Some of the TWILIGHT ZONE endings got too cute. And, like most of the O. Henry endings, the woman always dies.

seana graham said...

Yes, I was going to say that sounds a tad misogynistic for my taste. And how could anyone do that to the lovely Jean Marsh. I'll have to try and watch it just to see her before she so universally known as "Rose".

Sergio (Tipping My Fedora) said...

I quite like the ending though because , while blunt, it suits the harder SF shell it inhabits and seems the right way to make the character accepting reality - whereas the likes of the sublime WALKING DISTANCE are fantasies, where that sort of ending makes more sense.

Cap'n Bob said...

What I saw here was snippets of the episode drowned out by some totally mismatched music. But I got enough to get the plot.

Todd Mason said...

"Time Enough at Last" has, fwiw, a Lyn Venable ending...as it's easily the most famous thing about Ms. Venable's literary career. Damon Knight's "To Serve Man" and Jerome Bixby's "It's a GOOD Life..." likewise belonging to their authors, much as too few want to admit about Robert Bloch's PSYCHO albeit at least enough think about Shirley Jackson's THE HAUNTING OF HILL HOUSE.

Yes, too many Serling scripts were thin rewrites of better stories by others, or half-baked notions never fleshed out well enough. He needed to rely more on his stable of writers, but it didn't help, for example, when Charles Beaumont began to succumb to his Way Early Alzheimer's.

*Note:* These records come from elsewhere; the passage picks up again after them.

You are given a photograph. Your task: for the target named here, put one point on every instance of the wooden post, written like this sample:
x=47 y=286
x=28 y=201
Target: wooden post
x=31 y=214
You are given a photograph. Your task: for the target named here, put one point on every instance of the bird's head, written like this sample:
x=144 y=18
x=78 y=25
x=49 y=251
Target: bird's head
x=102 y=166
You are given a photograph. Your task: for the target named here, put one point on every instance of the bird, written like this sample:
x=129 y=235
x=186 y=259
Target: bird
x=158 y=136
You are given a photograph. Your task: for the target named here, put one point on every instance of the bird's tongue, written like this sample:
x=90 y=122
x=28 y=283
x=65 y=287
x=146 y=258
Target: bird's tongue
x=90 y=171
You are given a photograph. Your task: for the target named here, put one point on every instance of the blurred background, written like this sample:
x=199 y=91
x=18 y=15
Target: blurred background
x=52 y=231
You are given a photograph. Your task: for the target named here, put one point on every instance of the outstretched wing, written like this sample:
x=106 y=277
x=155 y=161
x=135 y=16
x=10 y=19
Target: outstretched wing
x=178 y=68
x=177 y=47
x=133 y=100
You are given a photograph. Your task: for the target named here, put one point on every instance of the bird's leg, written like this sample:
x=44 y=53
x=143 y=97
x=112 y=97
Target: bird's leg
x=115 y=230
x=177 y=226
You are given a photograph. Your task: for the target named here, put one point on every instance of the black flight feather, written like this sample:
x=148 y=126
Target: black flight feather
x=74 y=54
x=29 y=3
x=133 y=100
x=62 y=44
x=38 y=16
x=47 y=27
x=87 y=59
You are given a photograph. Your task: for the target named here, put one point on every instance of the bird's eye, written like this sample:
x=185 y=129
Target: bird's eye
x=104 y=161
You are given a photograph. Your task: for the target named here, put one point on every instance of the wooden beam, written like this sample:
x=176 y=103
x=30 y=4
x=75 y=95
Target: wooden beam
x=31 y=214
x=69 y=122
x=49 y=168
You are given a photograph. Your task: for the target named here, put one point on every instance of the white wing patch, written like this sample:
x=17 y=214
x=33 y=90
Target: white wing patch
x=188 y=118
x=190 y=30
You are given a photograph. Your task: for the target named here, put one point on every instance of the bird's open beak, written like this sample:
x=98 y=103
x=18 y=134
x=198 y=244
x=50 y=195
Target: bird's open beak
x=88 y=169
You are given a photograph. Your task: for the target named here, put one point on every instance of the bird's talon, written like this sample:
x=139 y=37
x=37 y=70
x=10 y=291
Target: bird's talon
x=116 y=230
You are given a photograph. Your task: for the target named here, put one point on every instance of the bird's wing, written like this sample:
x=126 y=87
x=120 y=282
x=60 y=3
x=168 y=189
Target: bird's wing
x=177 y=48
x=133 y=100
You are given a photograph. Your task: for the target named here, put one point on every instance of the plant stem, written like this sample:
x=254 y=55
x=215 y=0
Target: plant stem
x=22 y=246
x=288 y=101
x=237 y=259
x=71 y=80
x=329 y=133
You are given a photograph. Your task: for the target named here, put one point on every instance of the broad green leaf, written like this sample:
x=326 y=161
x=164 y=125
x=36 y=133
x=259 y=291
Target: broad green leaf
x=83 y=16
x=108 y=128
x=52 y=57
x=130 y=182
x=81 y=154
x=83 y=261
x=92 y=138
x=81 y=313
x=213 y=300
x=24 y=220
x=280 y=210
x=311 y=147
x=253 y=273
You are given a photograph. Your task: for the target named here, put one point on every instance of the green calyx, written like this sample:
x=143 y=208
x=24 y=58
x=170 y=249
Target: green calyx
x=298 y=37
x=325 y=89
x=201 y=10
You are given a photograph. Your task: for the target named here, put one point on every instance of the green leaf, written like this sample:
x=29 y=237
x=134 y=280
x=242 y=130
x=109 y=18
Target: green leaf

Yes, shooting the Jean Marsh robot would not be the behavior one would prefer. "Helen O'Loy" by Lester Del Rey is indeed a rather good and important story, one which tends to be misinterpreted (the robot there was programmed via the sappiest sort of soap opera), and the ending is definitely one which I think you would approve of, Patti, both as a matter of craft and as as matter of human drama. A little more imitation of a better story might've served everyone well here.